Maya Hayuk is a muralist, painter, photographer,printmaker, curator, player of records, writer, performer, collector, Barnstormer, video maker, documentarian and lover of life who’s lives in Brooklyn, New York by way of San Francisco, Baltimore, Boston and Toronto. From her large-scale murals to small works on paper her obsession with symmetry and her collection of images of mandalas, playing cards, hexes, totem poles, Ukrainian Easter eggs, quilts and bandanas play out in works that espouse the traditional as well as the innovative. Embracing both sexuality and spirituality via symbolism evocative of radiantly woven geometries to the beckoning parted orifices of the body, there is something very classic rock, punk folk rainbow peace, freak out about Maya Hayuk that is very hard to put a finger on, but really it’s all about love. Her vividly bold geometric works evoke the process towards continuity and wholeness whose forces seem bent on maintaining the triumph of this love over evil. Along with her solo work, Hayuk frequently collaborates with other artists and musicians.
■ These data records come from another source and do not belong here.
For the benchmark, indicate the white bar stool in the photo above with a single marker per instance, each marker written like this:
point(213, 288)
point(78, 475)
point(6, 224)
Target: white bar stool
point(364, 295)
While Vanessa Prager’s resume says “No formal education,” for the 26-year-old painter, illustrator, and younger sister of photographer Alex Prager, artistic blood clearly runs in the family. Vanessa started painting at 19, had her first show in 2003 and has been wooing the art world with her unique works ever since, even garnering a recent commission from Shepard Fairey. “…it’s exciting to see how she has developed her own unique voice, ” says Alex. “Her pictures now are super psychedelic. They feel like the 1940′s mixed with Blade Runner and Mad Max.”